Abstract: The concept of collective autonomous systems – e.g., robot swarms, fleets of aerial vehicles, and physical networks – promises task parallelism, resilience and flexibility in applications ranging from search and rescue, disaster response and critical infrastructure restoration to urban air mobility. "Adaptive coordination" of the constituent systems is critical for achieving generalizability, scalability, and fast decision-making, as an important step towards realizing this promise. Often these coordination problems, when mathematically represented, exhibit as an optimization under uncertainty or a complex combinatorial optimization problem. Adapting solutions to these problems to variations in the task space, operational environment and team size remains notoriously challenging. In this context, the seminar talk will touch upon our work on a spectrum of coordination algorithms, ranging from heuristics-based approaches and embodied Bayesian optimization to reinforcement learning over graph space, that address the above-stated challenges. We will then look at how these algorithms perform when applied to simulated use cases such as disaster relief delivery, signal source localization, fleet planning of flying taxis and restoration of a disrupted power grid. Lastly, we will take a glance at two emerging directions of research ensuing from this work – namely, how the morphology of individual systems can be tailored to advance their collective behavior; and how well the coordination algorithms perform when transitioned from simulation to physical platforms (particularly autonomous aerial vehicles).
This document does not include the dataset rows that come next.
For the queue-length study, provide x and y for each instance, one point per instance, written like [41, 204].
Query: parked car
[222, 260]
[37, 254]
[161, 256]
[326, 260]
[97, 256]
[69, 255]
Bio: Souma Chowdhury is an associate professor of mechanical and aerospace engineering at University at Buffalo (UB). At UB, he also serves as the co-director of both the UB Center for Embodied Autonomy and Robotics (CEAR) and the MS in robotics program. Dr. Chowdhury graduated with his PhD in mechanical engineering from Rensselaer Polytechnic Institute (RPI) in Troy, NY in 2012. His research interests lie at the intersections of multi-fidelity optimization and physics-informed machine learning, with applications to the design and operation of autonomous aerospace systems, multi-/swarm-robotics and resilient networks. He has co-authored 53 peer-reviewed journal articles, over 120 conference proceedings articles, and 3 book chapters in related topics. His work has been recognized by multiple best paper awards at IEEE and ACM conferences. His research has been supported by funding from the NSF, DARPA, ONR, NASA SBIR, AFOSR DURIP and Army SBIR, including the NSF CAREER Award. He is an associate fellow of AIAA, and a member of the AIAA Multidisciplinary Design Optimization (MDO) Technical Committee, where he chaired the Education Sub-Committee from 2021-2024. He is a member of the Design Automation Executive Committee in ASME, where he currently serves as the program chair of the Design Automation Conference. He also serves as a review editor for the Structural and Multidisciplinary Optimization journal.